Wavelength Dependence of the Opposition Effect for Asteroids Steins and Lutetia: Analysis of the Rosetta OSIRIS Data

Rosetta OSIRIS optical system is equipped with a total of 25 medium and narrow-band filters which allow studying spectral dependence of photometric data obtained by this instrument. In this study we analyze the OSIRIS data for asteroids Steins and Lutetia at small phase angles to see how characteristics of their opposition effect depend on the wavelength and what mechanism can explain this dependence. For asteroid Steins, the data are available for the phase angles ranging from 0.36° up to 136° acquired with 9 filters that cover the wavelength range 295.9 -- 631.6 nanometers; the images of asteroid Lutetia cover phase angles from 0.15° up to 156° in 16 filters in the range of wavelengths 269.3 -- 989.3 nanometers. The data for Lutetia have a good coverage for phase angels smaller than 5° for three filters, whereas in the case of Steins only for the WAC filter 631.6 nm the angles smaller than 5° are covered. For other filters, a special interpolation procedure was performed; it is described in detail in La Forgia et al. (Mem. S.A.It. Suppl. Vol. 20, 15, 2012).Both asteroids demonstrate significant brightness surge at small phase angles, however, its dependence on the wavelength is opposite: the sharpness of the surge increases with wavelength for asteroid Steins and decreases for asteroid Lutetia.
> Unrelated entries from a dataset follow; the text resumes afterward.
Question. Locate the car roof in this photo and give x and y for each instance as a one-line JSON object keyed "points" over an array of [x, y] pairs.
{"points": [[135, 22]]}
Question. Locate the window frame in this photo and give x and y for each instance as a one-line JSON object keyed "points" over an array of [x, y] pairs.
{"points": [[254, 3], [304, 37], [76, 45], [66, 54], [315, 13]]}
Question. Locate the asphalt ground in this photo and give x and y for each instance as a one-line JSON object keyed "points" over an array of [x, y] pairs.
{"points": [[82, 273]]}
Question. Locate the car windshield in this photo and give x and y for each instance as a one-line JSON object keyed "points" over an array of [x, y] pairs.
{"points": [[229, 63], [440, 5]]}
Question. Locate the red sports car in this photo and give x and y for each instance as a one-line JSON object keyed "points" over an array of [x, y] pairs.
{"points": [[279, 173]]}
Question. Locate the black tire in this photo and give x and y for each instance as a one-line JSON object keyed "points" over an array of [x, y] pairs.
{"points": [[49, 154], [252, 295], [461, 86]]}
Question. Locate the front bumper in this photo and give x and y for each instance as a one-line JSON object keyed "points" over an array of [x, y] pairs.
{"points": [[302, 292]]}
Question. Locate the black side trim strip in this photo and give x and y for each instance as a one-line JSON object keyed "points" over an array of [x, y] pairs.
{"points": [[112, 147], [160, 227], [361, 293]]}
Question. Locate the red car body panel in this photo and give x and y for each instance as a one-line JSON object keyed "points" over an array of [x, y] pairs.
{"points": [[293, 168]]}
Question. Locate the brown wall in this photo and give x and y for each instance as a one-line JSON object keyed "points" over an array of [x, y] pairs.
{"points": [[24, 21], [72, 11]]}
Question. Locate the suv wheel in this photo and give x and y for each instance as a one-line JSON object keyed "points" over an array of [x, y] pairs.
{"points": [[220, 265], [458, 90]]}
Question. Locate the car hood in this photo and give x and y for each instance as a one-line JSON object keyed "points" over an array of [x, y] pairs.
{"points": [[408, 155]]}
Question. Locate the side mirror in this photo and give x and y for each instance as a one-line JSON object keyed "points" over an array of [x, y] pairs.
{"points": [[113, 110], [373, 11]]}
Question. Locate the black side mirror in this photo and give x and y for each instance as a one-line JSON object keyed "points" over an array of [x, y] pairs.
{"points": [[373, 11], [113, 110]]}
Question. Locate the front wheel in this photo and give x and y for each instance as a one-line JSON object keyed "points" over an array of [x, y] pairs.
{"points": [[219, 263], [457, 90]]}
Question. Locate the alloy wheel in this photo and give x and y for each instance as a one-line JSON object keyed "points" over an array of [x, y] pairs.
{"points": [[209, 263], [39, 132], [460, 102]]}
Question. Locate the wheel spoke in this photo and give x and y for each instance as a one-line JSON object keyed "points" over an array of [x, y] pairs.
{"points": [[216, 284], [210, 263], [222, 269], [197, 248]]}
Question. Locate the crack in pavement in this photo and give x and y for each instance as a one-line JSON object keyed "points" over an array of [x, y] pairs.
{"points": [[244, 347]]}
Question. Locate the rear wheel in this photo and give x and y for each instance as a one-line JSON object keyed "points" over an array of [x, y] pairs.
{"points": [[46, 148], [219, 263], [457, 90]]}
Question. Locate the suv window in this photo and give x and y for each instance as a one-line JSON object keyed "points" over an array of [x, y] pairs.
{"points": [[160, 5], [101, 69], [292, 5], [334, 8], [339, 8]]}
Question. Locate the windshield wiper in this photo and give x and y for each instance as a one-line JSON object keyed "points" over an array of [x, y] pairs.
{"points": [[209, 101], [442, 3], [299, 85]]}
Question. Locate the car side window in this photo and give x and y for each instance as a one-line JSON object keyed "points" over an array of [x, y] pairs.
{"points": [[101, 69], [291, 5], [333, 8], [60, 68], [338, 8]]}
The wavelength behavior of Steins' opposition effect is consistent with the coherent backscattering as the main mechanism that produces the opposition surge. However, the wavelength behavior of Lutetia's opposition surge cannot be explained either by coherent backscattering or by shadow hiding. We explore other opportunities to explain the specifics of the opposition effect for asteroid Lutetia. Particularly, we consider if the properties of individual particles can be responsible for the wavelength dependence of Lutetia's opposition effect.